Text corpus

from Wikipedia, the free encyclopedia

A text corpus ( neuter ; plural text corpora ; short also just corpus or corpus ; Latin corpus 'body' ) is a collection of written texts or verbally recorded verbal utterances of a certain language or text genre .


Text corpora are examined in various scientific disciplines, mainly in linguistics and literary studies as well as historical and social science- oriented subjects such as ethnology or cultural anthropology . The corpora are a means with which, for example, a certain language or language variety can be described or the works of a certain author or a group of authors can be recorded and researched. But they also serve as sources for investigating other issues, such as sociolinguistics . For jurisprudence and legal history , text corpora are important sources of law : A body of law, for example the corpus iuris civilis , is a grown collection of normative texts.

For linguistic purposes, certain types and quantities of texts from living languages ​​are compiled in text corpora according to scientific criteria. With the advent of machine recording options through digitization, such collections have become very important in many linguistic disciplines. The new auxiliary science of corpus linguistics developed from this .
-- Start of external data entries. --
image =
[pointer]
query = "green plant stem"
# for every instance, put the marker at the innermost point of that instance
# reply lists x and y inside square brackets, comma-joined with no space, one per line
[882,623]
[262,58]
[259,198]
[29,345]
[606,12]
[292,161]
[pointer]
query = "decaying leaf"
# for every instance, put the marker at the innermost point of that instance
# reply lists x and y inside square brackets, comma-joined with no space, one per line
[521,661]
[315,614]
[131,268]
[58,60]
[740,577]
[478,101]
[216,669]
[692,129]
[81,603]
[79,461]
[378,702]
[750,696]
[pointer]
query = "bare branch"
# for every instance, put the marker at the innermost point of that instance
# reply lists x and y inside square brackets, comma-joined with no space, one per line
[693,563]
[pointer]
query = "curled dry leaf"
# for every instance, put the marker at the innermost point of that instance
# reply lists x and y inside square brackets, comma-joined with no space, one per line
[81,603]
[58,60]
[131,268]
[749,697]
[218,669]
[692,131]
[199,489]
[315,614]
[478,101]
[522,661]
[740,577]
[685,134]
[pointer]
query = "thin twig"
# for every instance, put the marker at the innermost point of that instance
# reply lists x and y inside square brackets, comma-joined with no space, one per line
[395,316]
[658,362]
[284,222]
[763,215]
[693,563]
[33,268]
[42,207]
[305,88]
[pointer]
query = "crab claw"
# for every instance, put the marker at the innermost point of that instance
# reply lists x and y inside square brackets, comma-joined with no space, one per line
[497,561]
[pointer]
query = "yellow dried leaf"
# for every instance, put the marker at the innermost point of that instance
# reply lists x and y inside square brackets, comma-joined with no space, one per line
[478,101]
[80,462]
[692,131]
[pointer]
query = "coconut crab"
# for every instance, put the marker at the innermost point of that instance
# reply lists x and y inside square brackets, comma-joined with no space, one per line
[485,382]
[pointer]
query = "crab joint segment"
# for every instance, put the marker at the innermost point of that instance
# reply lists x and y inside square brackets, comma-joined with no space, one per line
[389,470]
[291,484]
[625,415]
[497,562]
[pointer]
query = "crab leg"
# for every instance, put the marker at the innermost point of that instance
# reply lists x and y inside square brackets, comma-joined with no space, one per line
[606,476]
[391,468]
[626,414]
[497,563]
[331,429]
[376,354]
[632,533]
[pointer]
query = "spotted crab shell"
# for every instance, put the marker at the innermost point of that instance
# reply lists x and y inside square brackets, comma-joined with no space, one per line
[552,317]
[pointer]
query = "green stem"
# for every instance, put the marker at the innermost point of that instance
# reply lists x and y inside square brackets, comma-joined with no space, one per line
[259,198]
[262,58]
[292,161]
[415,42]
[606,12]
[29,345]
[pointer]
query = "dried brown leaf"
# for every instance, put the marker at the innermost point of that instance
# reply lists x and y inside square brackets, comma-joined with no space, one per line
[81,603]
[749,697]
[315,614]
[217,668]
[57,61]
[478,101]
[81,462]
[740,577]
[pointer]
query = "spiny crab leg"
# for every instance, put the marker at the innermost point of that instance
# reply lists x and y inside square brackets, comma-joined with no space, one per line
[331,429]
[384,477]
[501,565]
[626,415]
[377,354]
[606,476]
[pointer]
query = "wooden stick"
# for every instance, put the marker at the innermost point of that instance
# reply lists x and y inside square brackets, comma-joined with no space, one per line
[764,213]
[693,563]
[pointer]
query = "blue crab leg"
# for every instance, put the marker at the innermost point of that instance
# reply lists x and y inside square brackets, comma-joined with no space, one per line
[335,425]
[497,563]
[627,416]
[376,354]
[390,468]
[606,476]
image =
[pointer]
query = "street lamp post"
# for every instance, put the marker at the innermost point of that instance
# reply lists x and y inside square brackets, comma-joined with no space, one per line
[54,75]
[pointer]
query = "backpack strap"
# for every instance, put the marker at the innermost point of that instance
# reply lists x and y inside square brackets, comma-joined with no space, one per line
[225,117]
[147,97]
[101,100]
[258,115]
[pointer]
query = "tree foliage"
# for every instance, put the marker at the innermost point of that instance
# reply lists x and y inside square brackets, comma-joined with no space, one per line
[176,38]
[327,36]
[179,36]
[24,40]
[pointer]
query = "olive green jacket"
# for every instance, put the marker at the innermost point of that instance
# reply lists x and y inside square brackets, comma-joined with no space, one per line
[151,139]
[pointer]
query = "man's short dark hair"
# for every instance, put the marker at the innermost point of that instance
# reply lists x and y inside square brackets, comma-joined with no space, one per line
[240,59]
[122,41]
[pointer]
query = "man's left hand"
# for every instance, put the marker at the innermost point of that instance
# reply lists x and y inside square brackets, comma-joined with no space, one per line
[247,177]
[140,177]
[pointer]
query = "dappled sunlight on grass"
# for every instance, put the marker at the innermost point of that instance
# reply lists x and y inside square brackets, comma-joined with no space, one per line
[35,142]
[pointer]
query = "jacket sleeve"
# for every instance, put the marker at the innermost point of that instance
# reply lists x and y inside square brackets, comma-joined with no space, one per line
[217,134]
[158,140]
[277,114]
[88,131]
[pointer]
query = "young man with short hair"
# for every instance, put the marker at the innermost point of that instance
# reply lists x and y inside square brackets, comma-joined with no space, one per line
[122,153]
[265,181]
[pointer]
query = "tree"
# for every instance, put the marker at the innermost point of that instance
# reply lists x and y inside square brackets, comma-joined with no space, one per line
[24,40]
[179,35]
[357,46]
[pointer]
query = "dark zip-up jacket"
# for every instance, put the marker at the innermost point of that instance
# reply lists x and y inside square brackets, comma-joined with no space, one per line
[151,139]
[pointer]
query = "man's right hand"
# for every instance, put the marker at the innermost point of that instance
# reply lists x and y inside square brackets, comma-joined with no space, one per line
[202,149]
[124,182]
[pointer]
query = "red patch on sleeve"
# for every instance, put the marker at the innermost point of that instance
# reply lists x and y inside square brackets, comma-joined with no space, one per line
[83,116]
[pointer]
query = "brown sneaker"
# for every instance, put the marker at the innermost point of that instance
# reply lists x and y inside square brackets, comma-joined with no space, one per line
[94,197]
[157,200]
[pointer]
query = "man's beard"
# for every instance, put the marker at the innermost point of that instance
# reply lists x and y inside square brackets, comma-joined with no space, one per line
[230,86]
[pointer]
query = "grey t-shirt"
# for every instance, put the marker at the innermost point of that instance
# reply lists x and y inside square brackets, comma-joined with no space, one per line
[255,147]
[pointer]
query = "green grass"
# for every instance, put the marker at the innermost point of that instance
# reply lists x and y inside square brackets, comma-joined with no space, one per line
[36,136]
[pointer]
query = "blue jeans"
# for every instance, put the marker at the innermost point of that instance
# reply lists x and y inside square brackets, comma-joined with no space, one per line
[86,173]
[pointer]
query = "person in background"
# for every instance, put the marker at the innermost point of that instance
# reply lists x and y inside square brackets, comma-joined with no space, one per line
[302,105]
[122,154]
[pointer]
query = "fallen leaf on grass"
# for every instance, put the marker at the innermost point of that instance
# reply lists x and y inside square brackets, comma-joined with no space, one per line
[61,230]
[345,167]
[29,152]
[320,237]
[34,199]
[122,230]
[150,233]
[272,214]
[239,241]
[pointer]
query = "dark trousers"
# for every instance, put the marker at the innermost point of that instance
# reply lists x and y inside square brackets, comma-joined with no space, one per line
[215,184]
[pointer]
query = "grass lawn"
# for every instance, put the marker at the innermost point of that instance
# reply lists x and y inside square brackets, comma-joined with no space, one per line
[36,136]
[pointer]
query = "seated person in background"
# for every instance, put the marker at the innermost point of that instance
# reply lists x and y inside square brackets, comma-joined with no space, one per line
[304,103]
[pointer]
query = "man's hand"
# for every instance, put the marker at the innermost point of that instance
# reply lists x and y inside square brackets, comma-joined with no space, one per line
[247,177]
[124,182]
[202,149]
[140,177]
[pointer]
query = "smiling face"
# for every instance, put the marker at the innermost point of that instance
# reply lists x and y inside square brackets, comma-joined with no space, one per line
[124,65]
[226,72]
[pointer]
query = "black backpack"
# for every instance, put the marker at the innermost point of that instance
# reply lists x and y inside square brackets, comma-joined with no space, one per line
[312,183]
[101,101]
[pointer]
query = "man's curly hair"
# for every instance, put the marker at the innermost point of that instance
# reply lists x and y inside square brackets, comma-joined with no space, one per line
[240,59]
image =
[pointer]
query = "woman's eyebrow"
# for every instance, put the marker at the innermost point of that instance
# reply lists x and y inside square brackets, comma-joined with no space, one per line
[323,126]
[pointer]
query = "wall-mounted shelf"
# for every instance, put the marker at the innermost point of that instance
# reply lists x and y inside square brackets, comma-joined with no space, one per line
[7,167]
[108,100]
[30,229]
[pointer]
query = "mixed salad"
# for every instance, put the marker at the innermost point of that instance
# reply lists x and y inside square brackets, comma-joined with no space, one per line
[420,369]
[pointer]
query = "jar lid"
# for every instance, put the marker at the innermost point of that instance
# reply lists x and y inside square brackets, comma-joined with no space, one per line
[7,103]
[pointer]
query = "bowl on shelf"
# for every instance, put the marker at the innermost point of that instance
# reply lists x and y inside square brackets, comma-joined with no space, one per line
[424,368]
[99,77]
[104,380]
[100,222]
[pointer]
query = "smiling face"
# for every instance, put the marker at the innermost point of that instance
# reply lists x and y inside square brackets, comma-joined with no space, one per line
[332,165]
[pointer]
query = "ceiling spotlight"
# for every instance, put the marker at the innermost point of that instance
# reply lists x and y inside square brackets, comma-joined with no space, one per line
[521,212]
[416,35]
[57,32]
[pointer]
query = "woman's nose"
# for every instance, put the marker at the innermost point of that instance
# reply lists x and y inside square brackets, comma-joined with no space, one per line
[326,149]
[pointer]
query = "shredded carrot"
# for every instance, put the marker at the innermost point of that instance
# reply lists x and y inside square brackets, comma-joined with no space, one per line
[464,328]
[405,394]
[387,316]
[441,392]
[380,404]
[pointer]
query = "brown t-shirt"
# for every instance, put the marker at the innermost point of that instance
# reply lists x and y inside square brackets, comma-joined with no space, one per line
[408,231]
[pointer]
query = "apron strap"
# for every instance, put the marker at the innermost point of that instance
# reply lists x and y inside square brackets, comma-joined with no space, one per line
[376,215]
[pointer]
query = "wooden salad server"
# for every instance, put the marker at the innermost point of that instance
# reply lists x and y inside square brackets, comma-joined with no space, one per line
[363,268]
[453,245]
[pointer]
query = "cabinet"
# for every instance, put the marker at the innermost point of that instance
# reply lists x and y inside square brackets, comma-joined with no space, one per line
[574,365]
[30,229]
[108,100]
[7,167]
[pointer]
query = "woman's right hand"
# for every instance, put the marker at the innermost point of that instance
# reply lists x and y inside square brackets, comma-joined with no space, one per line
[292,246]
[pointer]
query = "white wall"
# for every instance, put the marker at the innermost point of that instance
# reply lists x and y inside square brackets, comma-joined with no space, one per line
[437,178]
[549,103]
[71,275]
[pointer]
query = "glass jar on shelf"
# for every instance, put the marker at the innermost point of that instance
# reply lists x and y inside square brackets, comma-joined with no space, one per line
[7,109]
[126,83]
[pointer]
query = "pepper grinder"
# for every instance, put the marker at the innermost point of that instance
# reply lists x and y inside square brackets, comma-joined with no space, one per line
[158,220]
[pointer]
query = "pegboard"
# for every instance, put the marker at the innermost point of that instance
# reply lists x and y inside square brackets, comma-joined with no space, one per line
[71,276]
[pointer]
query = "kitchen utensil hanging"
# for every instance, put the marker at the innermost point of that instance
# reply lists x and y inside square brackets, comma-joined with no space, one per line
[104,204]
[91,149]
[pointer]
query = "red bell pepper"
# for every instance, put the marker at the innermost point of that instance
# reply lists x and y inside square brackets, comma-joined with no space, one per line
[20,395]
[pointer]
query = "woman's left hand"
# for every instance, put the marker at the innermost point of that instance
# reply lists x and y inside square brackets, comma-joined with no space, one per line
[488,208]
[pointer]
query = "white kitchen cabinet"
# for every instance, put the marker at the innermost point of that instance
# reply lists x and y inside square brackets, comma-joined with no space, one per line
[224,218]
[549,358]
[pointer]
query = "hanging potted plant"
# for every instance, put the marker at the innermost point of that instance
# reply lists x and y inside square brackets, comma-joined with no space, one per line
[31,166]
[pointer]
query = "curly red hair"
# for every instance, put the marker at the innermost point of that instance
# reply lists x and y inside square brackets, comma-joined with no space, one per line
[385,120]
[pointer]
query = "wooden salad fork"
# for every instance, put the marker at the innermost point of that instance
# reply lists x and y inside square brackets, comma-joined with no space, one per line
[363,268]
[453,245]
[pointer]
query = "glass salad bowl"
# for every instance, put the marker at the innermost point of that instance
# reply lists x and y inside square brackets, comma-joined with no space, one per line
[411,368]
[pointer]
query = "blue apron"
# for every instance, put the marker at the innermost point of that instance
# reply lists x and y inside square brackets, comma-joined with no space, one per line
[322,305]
A text corpus is now typically available in digital form. For the purposes of language description, large corpora, that is to say many millions and sometimes several billions of words, were created for numerous national languages, which are intended to map a certain ratio of individual text types in the respective language. In addition, there are numerous special corpora such as children's language corpora, dialect corpora, corpora consisting of complete editions of literary works, and the like. a. m. Text corpora specially designed for individual linguistic examinations are also increasingly being created.

Types of text corpora

Text corpora can be categorized in different ways according to formal and content-related criteria. First and foremost one differentiates:

Paper corpora and electronic corpora
Text corpora compiled on paper were laborious to create and accordingly rarely found. In the past, they played an important role in dictionary writing, for example , as the meanings of individual words were identified or documented on the basis of these collections.
Special software such as WordSmith is required to use today's machine-readable corpora . However, a number of corpora are accessible online and can be used on your own PC without such software.
Partial corpora and reference corpora
Partial corpora are those that only offer an excerpt from the entire spectrum of a language, such as text corpora that only contain texts from everyday colloquial language or only texts from daily newspapers.
A reference corpus is a text corpus that, according to linguistic criteria, is intended to representatively cover a single language (i.e. German, English, etc.) in its entirety in such a way that valid statements about the system of this language can be made in general using a reference corpus of a specific language.
Static corpora and monitor corpora
Static corpora have been closed and will no longer be expanded, for example text corpora with the works of a deceased writer, a corpus consisting of the entirety of all written sources in an extinct language or a corpus made up of the written records of recordings of a small child acquiring the language (old Languages ​​that are only documented in a few documents or even only fragmentarily are also referred to as “corpus languages” because they can only be reconstructed and described using this limited, no longer expandable text corpus).
Monitor corpora, on the other hand, are text corpora that are designed to be expanded (such as text collections consisting of the articles of a current daily newspaper). They are therefore as Monitorkorpora called because they under a constant systematic observation and recording, a monitoring , are.
Raw corpora and annotated corpora
Raw corpora are text corpora that consist purely of the language data used for the investigation. Annotated corpora are text corpora which, in addition to these primary data, also contain additional information, so-called metadata. These annotations can be of very different types: common are, for example, corpora in which the respective part of speech is specified for each individual word , corpora that contain glosses (although the target language does not have to correspond to that of the corpus), or corpora that contain information on the syntax of the individual sentences is provided (the latter are also referred to as “ tree banks ” - analogous to the expression “database” , as so-called syntactic tree structures are annotated in them ). Text corpora consisting of spoken language data are often enriched with phonological data. The metadata of a text corpus also includes information about the time the text was created, about the authorship, about the corpus creation, etc. a. m.
Annotated corpora offer fundamentally improved research opportunities, especially for questions in theoretical linguistics or computational linguistics . However, the annotation of extensive text corpora is relatively complex and consequently costly, so that the large reference corpora in particular are only partially provided with annotations.
Monolingual and multilingual corpora
Monolingual corpora allow statements to be made about the respective individual language. Multilingual corpora contain texts from mostly two, possibly several languages. Either the texts in the second language are a translation of the texts in the first language - such cases are referred to as "parallel corpora" - or the corpus of the second language consists to the same extent of the same types of text as the corpus of the first language (e.g. Newspaper articles on the same subjects).
Multilingual corpora play a role primarily in machine translation and language teaching research . The automatic or statistical analysis z. B. the frequency and distribution of certain words within individual languages ​​for the automatic creation of a bilingual dictionary .
Some functions of a multilingual text corpus, without actually being one, are often taken over by the Bible because it is also available in smaller, less often spoken languages. It is therefore not only useful for linguistic comparison purposes, but also of great importance in biblical studies, for example in relation to research into translation habits and the understanding of biblical terms.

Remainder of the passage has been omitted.